Hi,
I believe that as of 0.11, pyOpenSSL has started supporting the
verification of signatures. I am working on a project which was
started by someone else using M2Crypto. M2Crypto is really painful to
include on platforms such as Heroku as it requires the use of SWIG.
Consequently I am trying to remove the dependency on M2Crypto and
replace with pyOpenSSL which is easy to install via Pip, and doesn't
require custom buildpacks and more which SWIG-related things do.

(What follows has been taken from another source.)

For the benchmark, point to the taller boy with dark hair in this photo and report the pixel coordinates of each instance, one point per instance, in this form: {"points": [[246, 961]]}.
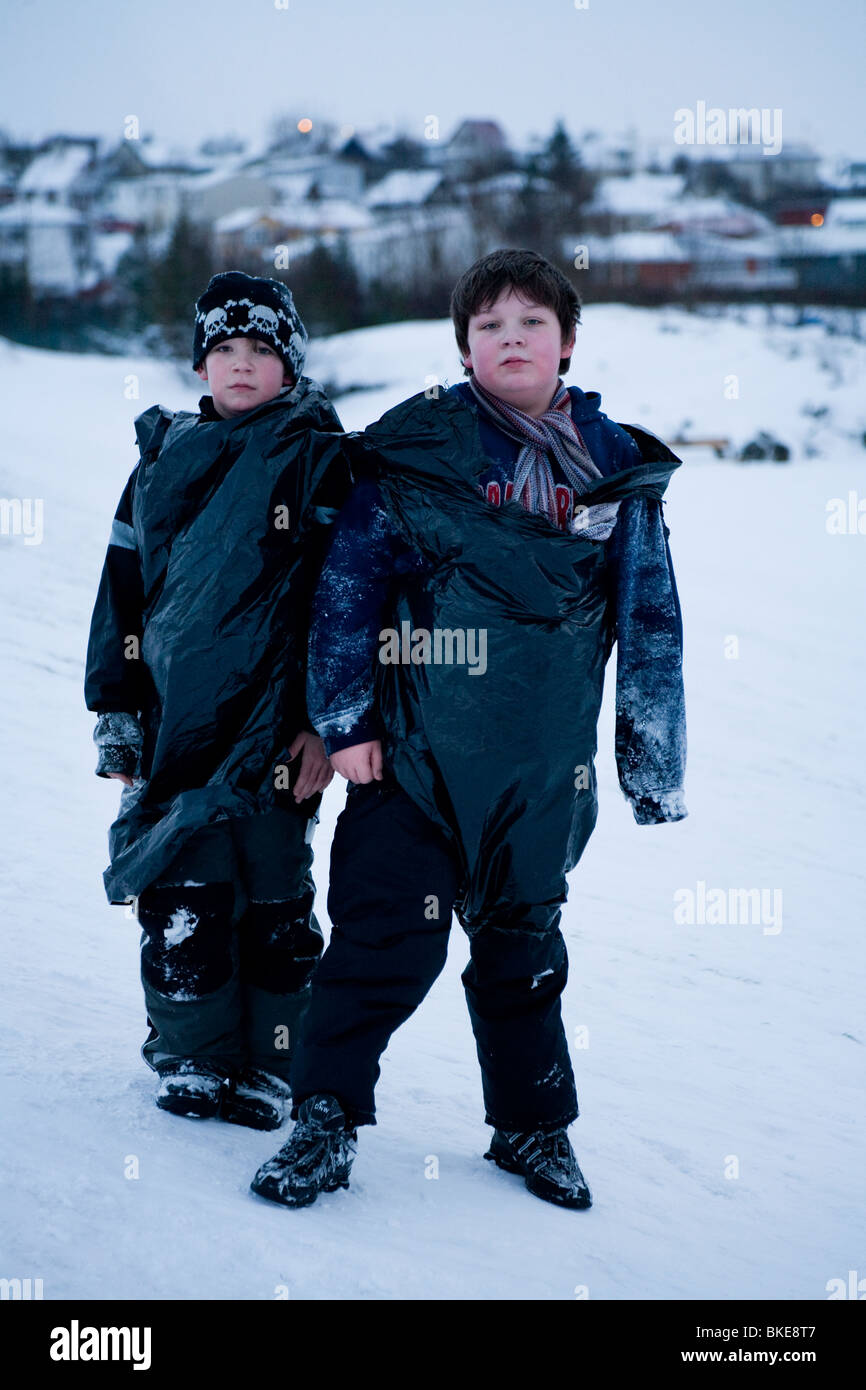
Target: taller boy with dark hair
{"points": [[196, 667], [512, 513]]}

The link to the original code is
[here](https://github.com/pyroven/django-pyroven) and requires a
reasonably significant refactoring, as it falls a long way from 12
Factor App ideals. However, I wanted to know whether I was on the
right track for replacing the M2Crypto functions, which at present
consist:
key = cert.get_pubkey() # Cert is an M2Crypto X509 object
key = key.get_rsa()
ret = key.verify(hashed, self.sig)
if ret != 1:
# Cert invalid ... etc.
I tried to replace this with:
crypto.verify(cert, self.sig, hashed, 'sha1') # cert X509 object from
crypto.load_certificate()
Which I had assumed was roughly equivalent to the above, but I wonder
whether I got the wrong end of the stick having read through the
source as to what crypto.verify was actually doing.
At the present time I end up with the Exception:
[('rsa routines', 'RSA_verify', 'bad signature')]
Which is difficult to tell whether the code is right and the
hash/verification is correctly failing, or whether I'm actually doing
something which is fundamentally incorrect.